What's the most frequent knockout phenotype? Death.

It's a wry joke among geneticists, but it's also true. And it limits the types of questions that can be answered using knockout technology.

One response to the problem has been to make inducible knockouts, which will produce a certain gene product until the gene is disabled by an extraneous signal. Another has been the construction of tissue-specific knockouts, which delete a gene from all or most cells of a given type.

In the May 5, 2005, issue of Cell, scientists from Stanford University debuted a yet more fine-grained solution to the same problem: mosaic mice.

Creating mosaic animals has long been a standard and powerful genetic analysis tool in Drosophila. But of course, if mice can be poor models in drug discovery, fruit flies are further removed still from humans.

Homologous Drosophila chromosomes line up during cell division, making recombination, and the creation of mosaics, comparatively easy. Creating a mosaic mammal proved much more difficult.

Liqun Luo, assistant professor of biological sciences at Stanford University and senior author of the study, and his colleagues succeeded by developing a technique they dubbed Molecular Analysis with Double Markers, or MADM. The technique engineers three separate mutations onto the sister chromosomes: two marker protein fragments and the mutation of interest.

At the outset, one chromosome contains half of the gene for one of each of two different marker proteins, separated by a recombination site; the chromosome allele has the halves of the two proteins switched. Downstream from the marker protein fragments is the gene of interest, which is present at the outset in one functional and one nonfunctional copy.

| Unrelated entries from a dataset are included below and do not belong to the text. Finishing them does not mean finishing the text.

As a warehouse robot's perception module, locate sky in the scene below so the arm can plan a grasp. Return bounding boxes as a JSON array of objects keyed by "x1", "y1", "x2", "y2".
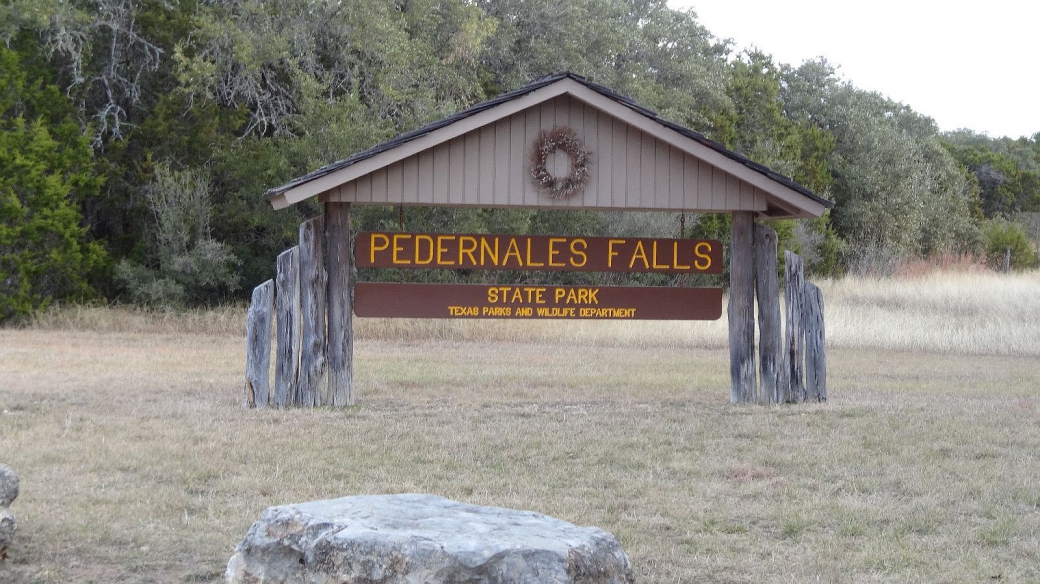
[{"x1": 668, "y1": 0, "x2": 1040, "y2": 138}]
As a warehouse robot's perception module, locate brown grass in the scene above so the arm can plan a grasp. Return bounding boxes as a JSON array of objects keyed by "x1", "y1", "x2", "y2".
[{"x1": 0, "y1": 301, "x2": 1040, "y2": 583}]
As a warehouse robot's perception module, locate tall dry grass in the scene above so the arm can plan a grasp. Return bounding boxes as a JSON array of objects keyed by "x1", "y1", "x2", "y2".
[{"x1": 29, "y1": 263, "x2": 1040, "y2": 355}]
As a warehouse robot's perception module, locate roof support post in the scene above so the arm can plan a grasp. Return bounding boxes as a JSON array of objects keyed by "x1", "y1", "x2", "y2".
[
  {"x1": 728, "y1": 211, "x2": 757, "y2": 403},
  {"x1": 322, "y1": 203, "x2": 354, "y2": 406}
]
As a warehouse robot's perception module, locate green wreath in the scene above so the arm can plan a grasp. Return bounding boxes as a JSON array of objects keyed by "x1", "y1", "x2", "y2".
[{"x1": 530, "y1": 126, "x2": 592, "y2": 198}]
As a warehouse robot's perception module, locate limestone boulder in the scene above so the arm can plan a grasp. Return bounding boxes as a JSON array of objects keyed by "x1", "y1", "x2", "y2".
[
  {"x1": 0, "y1": 463, "x2": 18, "y2": 507},
  {"x1": 226, "y1": 495, "x2": 634, "y2": 584}
]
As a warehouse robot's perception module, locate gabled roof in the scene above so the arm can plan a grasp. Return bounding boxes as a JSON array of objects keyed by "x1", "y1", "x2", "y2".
[{"x1": 266, "y1": 73, "x2": 834, "y2": 216}]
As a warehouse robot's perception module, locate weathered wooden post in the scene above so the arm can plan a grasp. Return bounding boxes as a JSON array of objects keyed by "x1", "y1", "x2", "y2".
[
  {"x1": 755, "y1": 223, "x2": 786, "y2": 403},
  {"x1": 805, "y1": 282, "x2": 827, "y2": 401},
  {"x1": 296, "y1": 217, "x2": 331, "y2": 407},
  {"x1": 728, "y1": 211, "x2": 756, "y2": 403},
  {"x1": 244, "y1": 280, "x2": 275, "y2": 407},
  {"x1": 271, "y1": 247, "x2": 301, "y2": 407},
  {"x1": 324, "y1": 203, "x2": 354, "y2": 405},
  {"x1": 783, "y1": 251, "x2": 805, "y2": 403}
]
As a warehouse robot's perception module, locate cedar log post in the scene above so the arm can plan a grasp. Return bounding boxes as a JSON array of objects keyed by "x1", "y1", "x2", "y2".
[
  {"x1": 755, "y1": 223, "x2": 786, "y2": 403},
  {"x1": 805, "y1": 282, "x2": 827, "y2": 401},
  {"x1": 783, "y1": 251, "x2": 805, "y2": 403},
  {"x1": 297, "y1": 217, "x2": 332, "y2": 407},
  {"x1": 324, "y1": 203, "x2": 354, "y2": 406},
  {"x1": 244, "y1": 280, "x2": 275, "y2": 407},
  {"x1": 271, "y1": 246, "x2": 300, "y2": 407},
  {"x1": 728, "y1": 211, "x2": 756, "y2": 403}
]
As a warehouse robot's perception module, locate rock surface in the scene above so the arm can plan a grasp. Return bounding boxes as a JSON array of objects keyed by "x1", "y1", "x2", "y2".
[
  {"x1": 0, "y1": 463, "x2": 18, "y2": 507},
  {"x1": 226, "y1": 495, "x2": 634, "y2": 584}
]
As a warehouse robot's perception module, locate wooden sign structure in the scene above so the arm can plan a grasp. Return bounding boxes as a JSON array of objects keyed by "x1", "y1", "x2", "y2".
[
  {"x1": 250, "y1": 73, "x2": 833, "y2": 405},
  {"x1": 354, "y1": 232, "x2": 722, "y2": 320}
]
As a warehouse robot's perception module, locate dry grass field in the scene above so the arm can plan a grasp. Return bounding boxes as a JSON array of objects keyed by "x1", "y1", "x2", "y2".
[{"x1": 0, "y1": 273, "x2": 1040, "y2": 583}]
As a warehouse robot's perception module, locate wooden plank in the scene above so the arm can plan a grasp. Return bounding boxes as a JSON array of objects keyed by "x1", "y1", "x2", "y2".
[
  {"x1": 805, "y1": 282, "x2": 827, "y2": 401},
  {"x1": 426, "y1": 143, "x2": 451, "y2": 205},
  {"x1": 296, "y1": 216, "x2": 324, "y2": 407},
  {"x1": 755, "y1": 223, "x2": 783, "y2": 403},
  {"x1": 589, "y1": 108, "x2": 614, "y2": 207},
  {"x1": 524, "y1": 104, "x2": 540, "y2": 206},
  {"x1": 474, "y1": 126, "x2": 498, "y2": 207},
  {"x1": 322, "y1": 203, "x2": 354, "y2": 406},
  {"x1": 244, "y1": 280, "x2": 275, "y2": 407},
  {"x1": 783, "y1": 247, "x2": 805, "y2": 403},
  {"x1": 271, "y1": 246, "x2": 301, "y2": 407},
  {"x1": 416, "y1": 150, "x2": 434, "y2": 201},
  {"x1": 729, "y1": 211, "x2": 756, "y2": 403},
  {"x1": 448, "y1": 136, "x2": 466, "y2": 206},
  {"x1": 387, "y1": 162, "x2": 405, "y2": 203},
  {"x1": 495, "y1": 120, "x2": 512, "y2": 205}
]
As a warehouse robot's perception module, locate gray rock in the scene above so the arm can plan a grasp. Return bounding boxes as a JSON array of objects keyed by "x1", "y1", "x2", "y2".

When recombination occurs, which it does in a few percent of cells during mitosis, one-quarter of recombined daughter cells will be homozygous for the nonfunctional gene variant. Because the marker proteins, as well as the alleles of interest recombine, all of the cells also will express one marker protein (in the case of the experiments described in Cell, green fluorescent protein). Expression of the other marker protein shows that the cell now is homozygous for the functional gene, while heterozygous cells express either no marker or both. Post-mitotic recombination, which does not alter the cell's genotype, also will lead to double labeling.

One strength of the MADM technique is the 1-to-1 coupling of knockout and labeling. For green fluorescent protein, which is one of the markers the scientists used in their paper, "the background rate is zero," Luo told BioWorld Today. "So even if only one cell turns green, we know it has to contain the mutated gene of interest." Luo said that "possibly, others have succeeded before us [in creating mosaic mammals], but their marker techniques may have been insufficient to really demonstrate it."

Current conditional knockouts require the insertion of flanking sequences for each gene separately. Once a given chromosome has the marker protein fragments engineered in, "with our method, as long as a gene is knocked out, we can convert it to a conditional knockout by crossing," Luo said. "If we just make those 20 pairs, it will really streamline conditional knockouts," he added.

"The technique does not replace flox, in the sense that our frequency is lower," Luo said. While flox knockouts, depending on the strength of the promoter used, can lead to a population in which most or all cells are knockouts, MADM will lead to a cell population with a few percent of knockout cells. Whether or not that is preferable depends on the experimental question being addressed.

The scientists showed proof of principle for the technology by creating such a knock-in on chromosome 19, and using it to study the relationship between lineage and wiring of one type of brain cell, cerebellar granule.

Besides lineage studies, such as the one reported in Cell, other uses of the technology include the analysis of complex genetic diseases; Luo specifically pointed out that one very useful application could be in studying cancer, to visualize and study cells in which loss of heterozygosity - one cellular cause of cancer - has occurred.

The technique is patented, and currently is being licensed to different companies, Luo said. His lab also is in the process of establishing collaboration, as well as improving the technique and working on inserting the marker protein fragments into other chromosomes besides chromosome 19.